Abriram-se as Câmaras.
A oposição espantou-se de ver o deputado por Miranda conversando muito mão por mão com os ministros. O abade de Estevães ousou perguntar ao seu colega, amigo e correligionário, de que rumo estava. Calisto respondeu que estava no rumo em que o farol da civilização alumiava com mais clara luz. O desembargador do eclesiástico redarguiu com admoestações benévolas. O morgado sorriu-lhe na cara veneranda, e disse-lhe:
— Meu amigo, abra os olhos, que não há martirológio para as toupeiras. As ideias não se formam na cabeça do homem; voejam na atmosfera, respiram-se no ar, bebem-se na água, coam-se no sangue, entram nas moléculas, e refundem, reformam e renovam a compleição do homem.
— Segue-se que está liberal? — perguntou o pávido abade. — Estou português do século XIX.
— Apostatou! — disse com pesar mui estranhado o padre. — Apostatou!…

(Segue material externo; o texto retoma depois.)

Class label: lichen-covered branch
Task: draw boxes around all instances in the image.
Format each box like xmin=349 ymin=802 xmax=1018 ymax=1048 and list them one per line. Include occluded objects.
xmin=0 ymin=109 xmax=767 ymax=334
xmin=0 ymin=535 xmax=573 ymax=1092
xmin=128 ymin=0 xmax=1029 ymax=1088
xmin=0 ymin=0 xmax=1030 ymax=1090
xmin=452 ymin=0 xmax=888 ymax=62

— Da religião dos néscios.
— Mercês! — acudiu o abade.
— Sem direitos — retorquiu o sardónico Barbuda.
Não tornaram a falar-se, até um dia do ano seguinte em que o padre, despachado cónego da Sé patriarcal de Lisboa, aceitou o parabém e o sorriso pungitivo de Calisto Elói.

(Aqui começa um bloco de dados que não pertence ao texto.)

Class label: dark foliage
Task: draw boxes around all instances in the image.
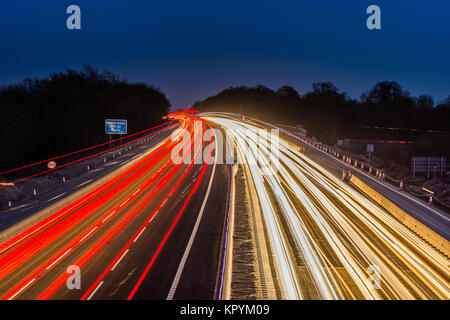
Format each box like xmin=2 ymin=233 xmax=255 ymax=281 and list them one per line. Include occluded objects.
xmin=193 ymin=81 xmax=450 ymax=163
xmin=0 ymin=66 xmax=170 ymax=171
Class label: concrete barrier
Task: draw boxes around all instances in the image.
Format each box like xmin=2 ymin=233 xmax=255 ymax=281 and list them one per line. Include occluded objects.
xmin=350 ymin=175 xmax=450 ymax=257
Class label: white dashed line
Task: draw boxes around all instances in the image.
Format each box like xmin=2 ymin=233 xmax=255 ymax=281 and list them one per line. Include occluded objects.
xmin=133 ymin=227 xmax=146 ymax=243
xmin=111 ymin=249 xmax=130 ymax=271
xmin=80 ymin=227 xmax=97 ymax=242
xmin=87 ymin=281 xmax=103 ymax=300
xmin=8 ymin=279 xmax=36 ymax=300
xmin=45 ymin=249 xmax=72 ymax=270
xmin=102 ymin=210 xmax=116 ymax=222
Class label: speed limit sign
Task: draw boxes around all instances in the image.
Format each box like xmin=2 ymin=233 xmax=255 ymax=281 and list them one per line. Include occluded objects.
xmin=47 ymin=161 xmax=56 ymax=169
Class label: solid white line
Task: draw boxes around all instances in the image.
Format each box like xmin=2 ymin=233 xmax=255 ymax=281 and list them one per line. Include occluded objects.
xmin=111 ymin=249 xmax=130 ymax=271
xmin=87 ymin=281 xmax=103 ymax=300
xmin=79 ymin=227 xmax=97 ymax=242
xmin=45 ymin=249 xmax=72 ymax=270
xmin=166 ymin=135 xmax=217 ymax=300
xmin=133 ymin=227 xmax=146 ymax=243
xmin=8 ymin=279 xmax=36 ymax=300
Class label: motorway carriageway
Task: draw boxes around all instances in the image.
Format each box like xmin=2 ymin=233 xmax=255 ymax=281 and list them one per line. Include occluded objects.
xmin=208 ymin=115 xmax=450 ymax=299
xmin=0 ymin=116 xmax=226 ymax=299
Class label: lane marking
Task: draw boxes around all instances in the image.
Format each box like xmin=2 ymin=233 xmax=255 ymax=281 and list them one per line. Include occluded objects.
xmin=111 ymin=249 xmax=130 ymax=272
xmin=45 ymin=248 xmax=72 ymax=270
xmin=79 ymin=226 xmax=97 ymax=242
xmin=47 ymin=192 xmax=66 ymax=202
xmin=75 ymin=179 xmax=94 ymax=188
xmin=8 ymin=278 xmax=36 ymax=300
xmin=102 ymin=210 xmax=116 ymax=222
xmin=133 ymin=227 xmax=147 ymax=243
xmin=131 ymin=188 xmax=141 ymax=197
xmin=119 ymin=198 xmax=130 ymax=208
xmin=87 ymin=281 xmax=103 ymax=300
xmin=166 ymin=132 xmax=217 ymax=300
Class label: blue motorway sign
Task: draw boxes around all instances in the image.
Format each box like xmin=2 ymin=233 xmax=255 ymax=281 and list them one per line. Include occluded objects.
xmin=105 ymin=119 xmax=127 ymax=134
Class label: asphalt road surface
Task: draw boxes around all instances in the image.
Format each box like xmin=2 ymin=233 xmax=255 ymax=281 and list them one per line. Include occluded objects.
xmin=0 ymin=117 xmax=229 ymax=299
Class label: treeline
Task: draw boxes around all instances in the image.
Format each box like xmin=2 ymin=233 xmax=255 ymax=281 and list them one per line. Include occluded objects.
xmin=193 ymin=81 xmax=450 ymax=164
xmin=0 ymin=66 xmax=170 ymax=171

Na primeira votação importante para o ministério, Calisto Elói defendeu o projecto que era vital para o Governo, e fez-se desde logo necessário à situação. Orou, por vezes, com seriedade tal de princípios, que não servem para romance os seus discursos. Explicou a profissão da sua nova fé, respeitando as crenças políticas dos seus antigos correligionários.